Moreover, a study demonstrated that AMT-28 could produce inducible intracellular-degrading enzyme of DDVP, causing immobilized cells to display ever-increasing DDVP degradation ability in reusability determinations. To thoroughly investigate the mechanism of DDVP bioremediation, research on the isolation and purification of inducible intracellular degrading enzyme are ongoing [72]. Although the degradation mechanism has not been clearly explained, some kinds of fungi can produce novel OPs degrading enzyme [73,74,75].

The elimination of DDVP from saline solutions has been attributed to its ability to penetrate into the cytoplasm via a principle, called “organic-osmolyte.” Moreover, the PON1 gene, which exists widely in mammals, has been found to have a powerful influence on the detoxification of organophosphate compounds. This led to the result that PON1 has the ability to prevent oxidative damage to tissues, which seems to be reasonable [76]. Therefore, PON1 may prevent tissue damage due to organophosphate toxicity, especially in the central nervous system [76]. This study has shown that PON1 could effectively reduce the blood concentration and decrease the peak concentration of DDVP, and lessen the amount that enters the blood. This study also compared the hydrolytic effect of PON1 with atropine + PAM, the most widely used clinical therapy. It showed that atropine + PAM did not affect the metabolism of DDVP, which was consistent with a recent research [76]. Co-treatment does not alter the impact of PON1 on DDVP concentration, which implies that there is no interaction between PON1 and atropine + PAM-CI; therefore, it is supposed that co-treatment may be feasible in the clinical treatment of human organophosphate-related toxicity [77,78,79].

Based on these studies, it seems that using microorganisms merely is not the most effective method. Unfortunately, current knowledge of the DDVP biodegradation mechanism is still very limited; more research should be focused on identifying the novel genes and enzymes to explore the degradation pathway.

6. Conclusions and Future Perspectives

Different physicochemical methods have been developed for the removal of DDVP from contaminated environments, and microbial degradation is regarded as a promising method to solve several harmful residuals caused by DDVP. The biodegradation mechanism of many OPs has been studied deeply, especially for the methyl parathion, whose degradation genes and enzymes were cloned and purified. There is a need to select more useful strains, since only a few bacteria have been studied thoroughly in relation to the functional enzymes and genes.
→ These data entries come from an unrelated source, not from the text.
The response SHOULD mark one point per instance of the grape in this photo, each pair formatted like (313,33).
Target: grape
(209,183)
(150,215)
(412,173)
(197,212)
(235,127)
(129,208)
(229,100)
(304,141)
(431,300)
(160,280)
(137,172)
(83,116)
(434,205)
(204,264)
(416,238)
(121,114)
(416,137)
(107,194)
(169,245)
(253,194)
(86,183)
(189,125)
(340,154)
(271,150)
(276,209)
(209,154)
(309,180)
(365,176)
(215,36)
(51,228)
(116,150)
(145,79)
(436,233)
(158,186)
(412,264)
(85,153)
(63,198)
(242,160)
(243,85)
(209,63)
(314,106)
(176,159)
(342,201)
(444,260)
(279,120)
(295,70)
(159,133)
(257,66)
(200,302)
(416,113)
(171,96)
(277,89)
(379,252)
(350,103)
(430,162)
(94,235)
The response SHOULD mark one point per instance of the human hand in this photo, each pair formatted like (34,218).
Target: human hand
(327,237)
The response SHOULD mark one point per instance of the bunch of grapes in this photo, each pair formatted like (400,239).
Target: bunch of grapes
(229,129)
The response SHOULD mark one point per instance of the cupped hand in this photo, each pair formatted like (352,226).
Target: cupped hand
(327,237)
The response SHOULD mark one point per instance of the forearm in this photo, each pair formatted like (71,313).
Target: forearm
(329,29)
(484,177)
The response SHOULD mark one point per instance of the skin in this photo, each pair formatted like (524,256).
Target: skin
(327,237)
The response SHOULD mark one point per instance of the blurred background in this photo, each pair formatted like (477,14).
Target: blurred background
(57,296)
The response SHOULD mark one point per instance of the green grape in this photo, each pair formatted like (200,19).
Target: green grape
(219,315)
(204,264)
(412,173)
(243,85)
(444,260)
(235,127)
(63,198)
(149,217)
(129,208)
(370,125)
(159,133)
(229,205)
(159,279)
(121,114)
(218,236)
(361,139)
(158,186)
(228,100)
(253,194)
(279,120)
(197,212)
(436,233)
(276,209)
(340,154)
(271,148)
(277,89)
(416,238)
Moreover, the large number of different DDVP biotransformation metabolites should be detected to avoid secondary pollution.
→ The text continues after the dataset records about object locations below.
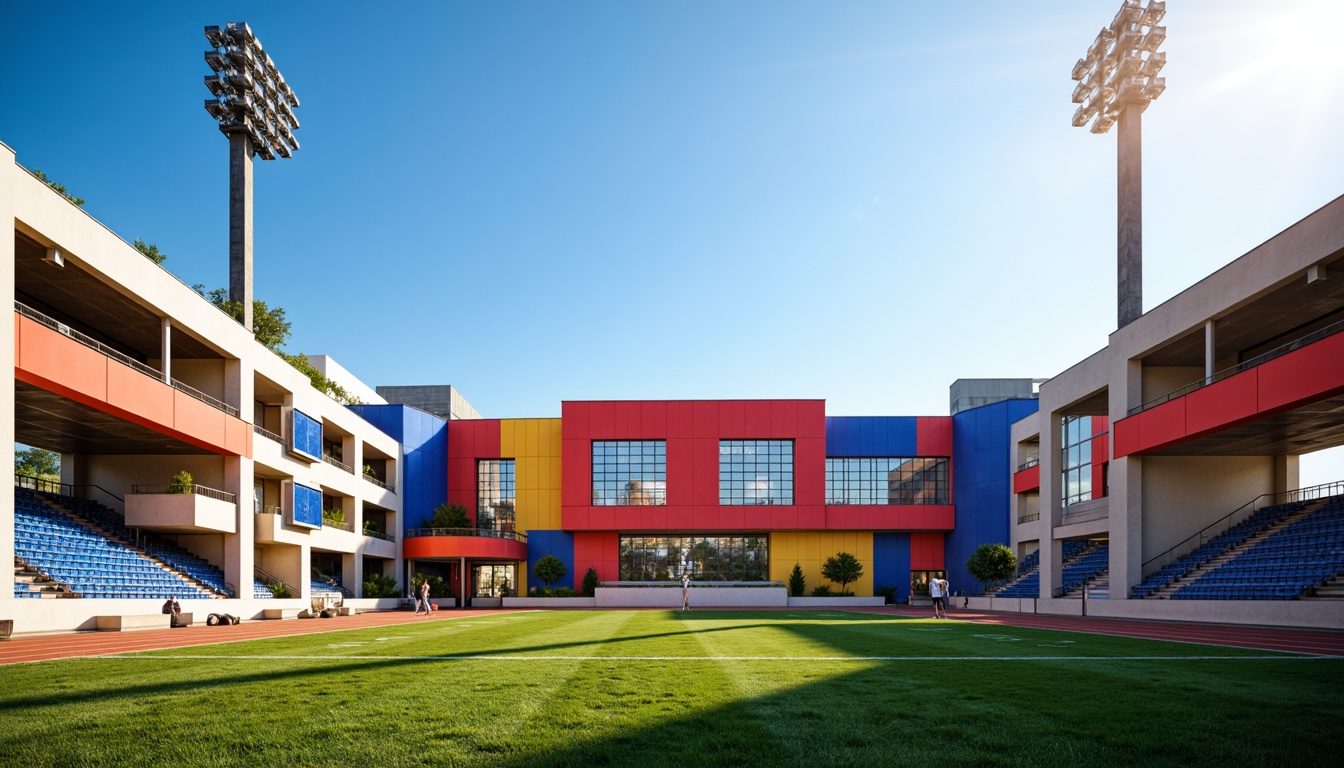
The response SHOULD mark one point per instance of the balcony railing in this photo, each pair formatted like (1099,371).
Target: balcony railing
(1243,366)
(338,463)
(121,358)
(172,488)
(479,533)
Under the current situation of DDVP usage distribution, developing countries are more liable to suffer from exposure toxicity, but they are not allowed to use several physicochemical methods to solve the problem due to their economic capability. As a result, there is an urgent need for further study of biodegradation, in order to provide cloned strains to reduce the threat of DDVP exposure at lower cost. In the future, advanced scientific technologies such as gene editing and DNA isotope probes could be used to search for and evaluate more adaptable microorganisms for pesticide degradation. Moreover, next-generation sequencing analysis of the complete genome could explore the bioremediation potential of indigenous microbial strains in detail. The potential strains can be applied for large-scale treatment of DDVP and other pesticides.